Les rappels ont du mal à combler la transe du public, même avec les invités qui montent sur scène: la chorale « la vieille canaille », (ex de la Canaille du Midi, chorale de chants révolutionnaires, qui « n’a rien à voir avec les vieilles canailles » précise Tomas Jimenez), pour Gallo rojo, gallo negro (un chant de Chicho Sanchez Ferlosio, qui raconte la guerre d’Espagne à travers le combat de deux coqs, l’un rouge (le camp républicain), l’autre noir ((le camp fasciste), puis le père, la sœur, la nièce, les 2 filles et la compagne de Tomas Jimenez, pour Santa Barbara (chanson évoquant le massacre des mineurs des Asturies en grève en 1934, dont la répression, y compris les bombardements aériens préfigurant ceux de Guernica, firent plusieurs milliers de morts), reprise en chœur aux repas de la famille Jimenez) . Une salsa endiablée. Et enfin, L’estaca, le pieu du grand poète et musicien catalan Lluis Llach (qui nous manque beaucoup depuis qu’il a du interrompre sa carrière) repris en chœur par toute l’assistance:
Si estirem tots, ella caurà, Si nous tirons tous, il tombera,
I molt de temps no pot durar, Cela ne peut durer plus longtemps,
Segur que tomba, tomba, tomba, C’est sûr il tombera, tombera, tombera…

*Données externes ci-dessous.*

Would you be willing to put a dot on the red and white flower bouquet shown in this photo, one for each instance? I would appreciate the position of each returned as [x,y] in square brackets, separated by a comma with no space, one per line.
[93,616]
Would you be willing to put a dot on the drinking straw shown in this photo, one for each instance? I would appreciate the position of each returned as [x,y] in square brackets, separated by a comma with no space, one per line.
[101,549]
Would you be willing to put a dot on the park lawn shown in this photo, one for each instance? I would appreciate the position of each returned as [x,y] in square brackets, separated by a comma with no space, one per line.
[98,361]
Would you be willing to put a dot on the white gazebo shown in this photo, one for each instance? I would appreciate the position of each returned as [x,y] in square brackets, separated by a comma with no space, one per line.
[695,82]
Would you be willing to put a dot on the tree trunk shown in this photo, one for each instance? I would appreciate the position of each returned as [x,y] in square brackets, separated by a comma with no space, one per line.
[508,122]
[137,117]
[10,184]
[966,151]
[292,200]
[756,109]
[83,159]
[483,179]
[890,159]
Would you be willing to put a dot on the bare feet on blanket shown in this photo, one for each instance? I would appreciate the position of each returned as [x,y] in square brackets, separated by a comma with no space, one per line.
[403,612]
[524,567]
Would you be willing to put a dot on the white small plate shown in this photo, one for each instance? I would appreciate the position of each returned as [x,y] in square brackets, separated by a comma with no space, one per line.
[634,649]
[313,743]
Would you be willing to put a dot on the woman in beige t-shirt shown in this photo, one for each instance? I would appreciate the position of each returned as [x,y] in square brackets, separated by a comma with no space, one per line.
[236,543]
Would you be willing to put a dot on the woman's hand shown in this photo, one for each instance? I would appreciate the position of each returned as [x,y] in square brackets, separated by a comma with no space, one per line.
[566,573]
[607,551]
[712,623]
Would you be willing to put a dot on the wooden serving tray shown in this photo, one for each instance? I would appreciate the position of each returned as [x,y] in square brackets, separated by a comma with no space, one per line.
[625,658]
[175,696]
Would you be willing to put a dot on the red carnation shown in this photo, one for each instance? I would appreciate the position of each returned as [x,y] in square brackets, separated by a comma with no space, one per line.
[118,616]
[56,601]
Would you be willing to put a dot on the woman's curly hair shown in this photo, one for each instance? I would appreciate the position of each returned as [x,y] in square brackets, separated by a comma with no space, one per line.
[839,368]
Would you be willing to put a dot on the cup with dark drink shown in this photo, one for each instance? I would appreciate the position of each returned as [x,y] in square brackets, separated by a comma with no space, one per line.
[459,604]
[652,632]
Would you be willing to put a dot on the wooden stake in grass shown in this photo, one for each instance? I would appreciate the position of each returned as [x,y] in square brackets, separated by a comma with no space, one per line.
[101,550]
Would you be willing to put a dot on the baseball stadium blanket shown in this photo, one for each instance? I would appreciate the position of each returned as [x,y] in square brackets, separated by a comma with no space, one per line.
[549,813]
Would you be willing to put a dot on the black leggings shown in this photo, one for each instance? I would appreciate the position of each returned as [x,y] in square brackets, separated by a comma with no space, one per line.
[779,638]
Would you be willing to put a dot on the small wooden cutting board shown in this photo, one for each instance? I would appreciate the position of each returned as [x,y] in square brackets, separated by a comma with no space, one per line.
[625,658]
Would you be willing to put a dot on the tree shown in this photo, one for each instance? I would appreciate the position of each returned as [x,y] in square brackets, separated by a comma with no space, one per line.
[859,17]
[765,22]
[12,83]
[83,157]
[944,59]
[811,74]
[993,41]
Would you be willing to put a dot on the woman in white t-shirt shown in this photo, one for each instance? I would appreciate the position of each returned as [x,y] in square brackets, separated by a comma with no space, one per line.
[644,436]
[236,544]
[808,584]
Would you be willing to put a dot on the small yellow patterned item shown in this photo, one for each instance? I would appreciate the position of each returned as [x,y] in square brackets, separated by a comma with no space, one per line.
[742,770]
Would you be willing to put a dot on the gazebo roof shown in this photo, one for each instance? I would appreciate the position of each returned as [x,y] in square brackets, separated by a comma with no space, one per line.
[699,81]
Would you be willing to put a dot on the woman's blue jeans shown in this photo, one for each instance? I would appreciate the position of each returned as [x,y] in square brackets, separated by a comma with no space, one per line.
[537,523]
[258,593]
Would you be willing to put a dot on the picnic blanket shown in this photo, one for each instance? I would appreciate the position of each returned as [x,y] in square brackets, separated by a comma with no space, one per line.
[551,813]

Si tu l’estires fort per acqui, Si tu le tires fort par ici,
I jo l’estiro fort per alla, Et que je le tire fort par là,
Segur que tomba, tomba, tomba,, C’est sûr, il tombera, tombera, tombera,
I ens podrem alliberar, Et nous pourrons nous libérer.
Ces chansons, qui ont bercé et encouragé les luttes d’hier, tellement d’actualité, font partie du patrimoine populaire, comme les chants de travail et de lutte d’Italie du Nord (mais aussi les chants de la Passion d’Italie du Sud). Elles sont aussi des créations artistiques de grande qualité qui survolent le temps.

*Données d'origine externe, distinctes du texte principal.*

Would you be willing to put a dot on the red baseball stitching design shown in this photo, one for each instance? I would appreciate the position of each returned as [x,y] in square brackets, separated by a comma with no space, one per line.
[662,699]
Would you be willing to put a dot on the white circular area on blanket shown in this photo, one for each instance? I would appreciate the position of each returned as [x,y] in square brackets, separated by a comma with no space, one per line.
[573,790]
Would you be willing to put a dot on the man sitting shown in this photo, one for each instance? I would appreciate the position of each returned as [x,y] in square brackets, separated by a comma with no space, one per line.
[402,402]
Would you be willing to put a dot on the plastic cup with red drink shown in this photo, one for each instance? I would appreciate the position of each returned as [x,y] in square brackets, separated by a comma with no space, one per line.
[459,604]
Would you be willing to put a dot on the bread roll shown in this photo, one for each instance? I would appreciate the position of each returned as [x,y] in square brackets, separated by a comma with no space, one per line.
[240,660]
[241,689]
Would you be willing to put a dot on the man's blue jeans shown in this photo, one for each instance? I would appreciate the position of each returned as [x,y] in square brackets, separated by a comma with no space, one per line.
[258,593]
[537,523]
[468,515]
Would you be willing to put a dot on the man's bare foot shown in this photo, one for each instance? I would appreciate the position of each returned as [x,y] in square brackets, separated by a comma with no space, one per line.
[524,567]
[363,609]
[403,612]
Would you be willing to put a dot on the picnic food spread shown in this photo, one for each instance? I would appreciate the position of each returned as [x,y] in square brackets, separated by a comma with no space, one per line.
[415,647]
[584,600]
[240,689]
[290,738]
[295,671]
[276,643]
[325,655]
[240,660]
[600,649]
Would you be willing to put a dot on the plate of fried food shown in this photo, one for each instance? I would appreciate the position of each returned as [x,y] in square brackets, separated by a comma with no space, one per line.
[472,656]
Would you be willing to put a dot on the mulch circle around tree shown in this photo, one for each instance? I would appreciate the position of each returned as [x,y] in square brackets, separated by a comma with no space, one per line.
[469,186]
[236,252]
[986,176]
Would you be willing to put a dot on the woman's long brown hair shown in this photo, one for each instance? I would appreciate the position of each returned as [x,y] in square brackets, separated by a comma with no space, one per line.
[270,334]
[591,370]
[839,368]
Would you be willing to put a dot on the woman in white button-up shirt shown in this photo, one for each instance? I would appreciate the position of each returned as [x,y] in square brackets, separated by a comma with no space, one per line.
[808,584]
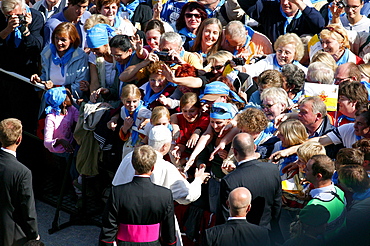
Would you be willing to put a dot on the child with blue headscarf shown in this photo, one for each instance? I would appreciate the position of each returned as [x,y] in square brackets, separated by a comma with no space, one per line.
[60,117]
[221,114]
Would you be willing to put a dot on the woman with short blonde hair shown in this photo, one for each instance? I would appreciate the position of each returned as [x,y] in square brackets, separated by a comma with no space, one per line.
[334,40]
[289,50]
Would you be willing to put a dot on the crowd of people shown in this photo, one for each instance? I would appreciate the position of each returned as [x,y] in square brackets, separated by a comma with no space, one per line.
[253,113]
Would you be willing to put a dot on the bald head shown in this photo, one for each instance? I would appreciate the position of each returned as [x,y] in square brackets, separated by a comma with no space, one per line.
[347,71]
[239,202]
[243,145]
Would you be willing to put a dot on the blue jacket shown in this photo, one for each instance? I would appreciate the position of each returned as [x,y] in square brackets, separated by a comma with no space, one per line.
[268,14]
[77,69]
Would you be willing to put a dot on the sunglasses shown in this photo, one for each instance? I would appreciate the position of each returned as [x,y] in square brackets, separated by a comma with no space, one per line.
[332,29]
[268,105]
[188,15]
[216,67]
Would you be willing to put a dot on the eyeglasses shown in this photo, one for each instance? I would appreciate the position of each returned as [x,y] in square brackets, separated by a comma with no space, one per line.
[156,80]
[268,105]
[189,15]
[218,110]
[216,67]
[117,56]
[332,29]
[354,8]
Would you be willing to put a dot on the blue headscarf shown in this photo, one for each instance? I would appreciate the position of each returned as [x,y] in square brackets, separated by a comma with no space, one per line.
[149,97]
[134,134]
[221,88]
[61,61]
[221,110]
[99,35]
[279,67]
[129,8]
[54,98]
[17,32]
[288,20]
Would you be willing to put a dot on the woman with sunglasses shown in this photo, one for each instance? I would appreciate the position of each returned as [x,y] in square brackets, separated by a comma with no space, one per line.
[334,40]
[191,16]
[346,134]
[289,50]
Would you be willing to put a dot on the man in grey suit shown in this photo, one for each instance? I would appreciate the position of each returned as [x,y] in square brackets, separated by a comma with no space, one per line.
[262,179]
[18,222]
[237,231]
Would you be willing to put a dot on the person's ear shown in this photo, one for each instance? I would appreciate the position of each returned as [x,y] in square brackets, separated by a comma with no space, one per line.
[19,140]
[318,116]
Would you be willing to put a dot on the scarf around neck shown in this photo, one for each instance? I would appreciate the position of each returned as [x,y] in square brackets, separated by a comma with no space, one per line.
[61,61]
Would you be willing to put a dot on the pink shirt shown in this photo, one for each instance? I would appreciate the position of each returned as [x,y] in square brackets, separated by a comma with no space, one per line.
[59,126]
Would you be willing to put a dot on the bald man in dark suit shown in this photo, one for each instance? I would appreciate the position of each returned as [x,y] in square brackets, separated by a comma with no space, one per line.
[237,231]
[262,179]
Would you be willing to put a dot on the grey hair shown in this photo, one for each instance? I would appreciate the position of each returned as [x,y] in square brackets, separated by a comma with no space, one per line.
[171,37]
[321,73]
[278,95]
[235,29]
[9,5]
[159,136]
[318,106]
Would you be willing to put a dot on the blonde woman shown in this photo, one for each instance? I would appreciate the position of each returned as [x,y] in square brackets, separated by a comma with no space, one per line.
[334,40]
[289,49]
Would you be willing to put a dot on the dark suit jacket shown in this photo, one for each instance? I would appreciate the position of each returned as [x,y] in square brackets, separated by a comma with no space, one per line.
[139,202]
[264,182]
[237,233]
[18,222]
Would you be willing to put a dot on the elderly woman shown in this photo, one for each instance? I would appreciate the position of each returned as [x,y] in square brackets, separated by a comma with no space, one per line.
[320,73]
[191,16]
[275,101]
[63,62]
[351,96]
[104,77]
[156,86]
[208,39]
[289,49]
[334,40]
[294,78]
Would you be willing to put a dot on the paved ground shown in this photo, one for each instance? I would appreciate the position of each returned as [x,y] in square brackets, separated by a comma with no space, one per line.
[77,235]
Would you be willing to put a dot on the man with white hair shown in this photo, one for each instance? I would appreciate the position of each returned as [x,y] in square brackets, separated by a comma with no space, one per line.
[319,72]
[242,41]
[164,174]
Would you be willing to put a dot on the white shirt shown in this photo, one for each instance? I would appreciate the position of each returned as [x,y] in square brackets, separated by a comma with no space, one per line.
[344,134]
[362,25]
[164,174]
[9,151]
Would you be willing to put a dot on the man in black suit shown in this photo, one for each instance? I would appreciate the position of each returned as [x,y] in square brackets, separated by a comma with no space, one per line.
[237,230]
[18,222]
[261,178]
[139,212]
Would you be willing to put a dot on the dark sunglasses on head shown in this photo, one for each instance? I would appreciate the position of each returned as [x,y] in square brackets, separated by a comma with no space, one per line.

Je pense aux Chants libres d’Amérique latine, « La rose qui pleure »,aux manifestations de chant, à Athualpa Yupanqui, Isabel et Violetta Parra, Mercedes Sosa et Daniel Viglietti ; et à Augusto Boal, fondateur du Théâtre de l’Opprimé qui a écrit : « le travail d’un artiste est aussi de montrer que, aujourd’hui comme hier, l’homme peut devenir esclave du travail, des coutumes, des traditions ; mais que tout peut être modifié, que nous pouvons tout transformer, et que tout se transforme –souvent en dépit des apparences ».

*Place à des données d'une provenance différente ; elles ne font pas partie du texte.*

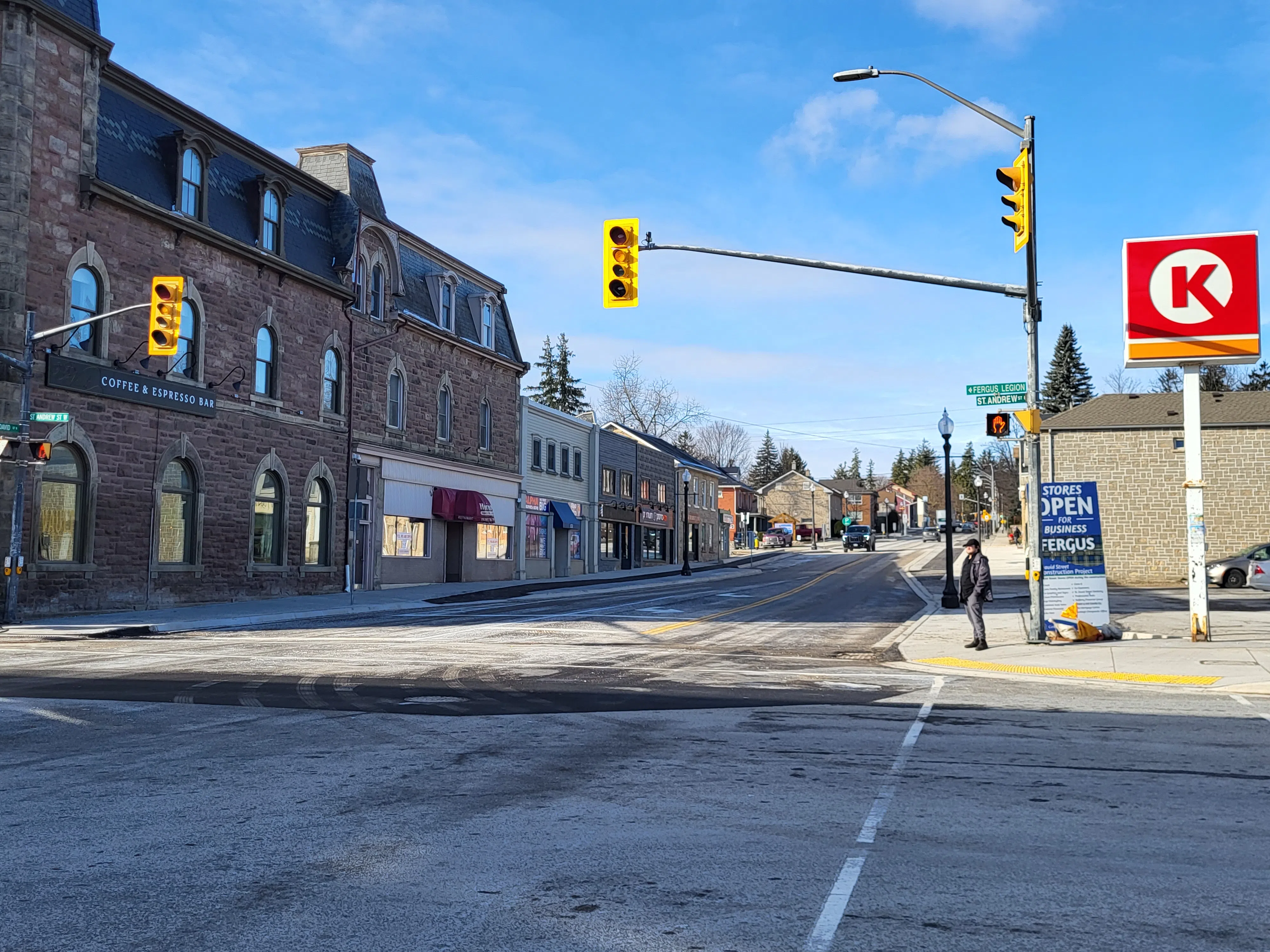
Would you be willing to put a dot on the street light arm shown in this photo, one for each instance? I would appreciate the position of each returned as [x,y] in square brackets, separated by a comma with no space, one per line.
[1005,124]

Mais aussi à Aimé Césaire qui professait que Les peuples sans mémoire sont des peuples sans avenir .
En effet, ceux qui ne rêvent pas, ceux qui ne chantent pas, ceux qui ne transmettent pas leur mémoire orale, ont tout perdu ; même « l’espoir à pleurer de rage d’un monde meilleur pour tous », comme l’exaltait Nazim Hikmet (1902-1963), cet immense poète turc révolutionnaire qui savait si bien que « l’exil est un dur métier » (5).
La musique d’El Comunero, et celle de Los Republicanos, nous entrainent dans une danse salvatrice. La voix libre de Tomas Jimenez, comme celle de Pierre Domenges, fait passer sur nous ce souffle de liberté toujours bienvenu dans ce monde « menacé de tant de muselières »(6): Deberemos resistir, ¡Ay, Carmela!, ¡ay, Carmela! Prometemos resistir ¡Ay, Carmela!, ¡ay, Carmela!
Bon anniversaire, feliz cumpleaños, El Comunero ; et longue vie de musique.
E.Fabre-Maigné
17-V-2018
Pour en savoir plus :
Prochains concerts, le 26 mai à Floirac, pour le festival T’rien, puis le 28 au Bikini pour la soirée de soutien aux cheminots.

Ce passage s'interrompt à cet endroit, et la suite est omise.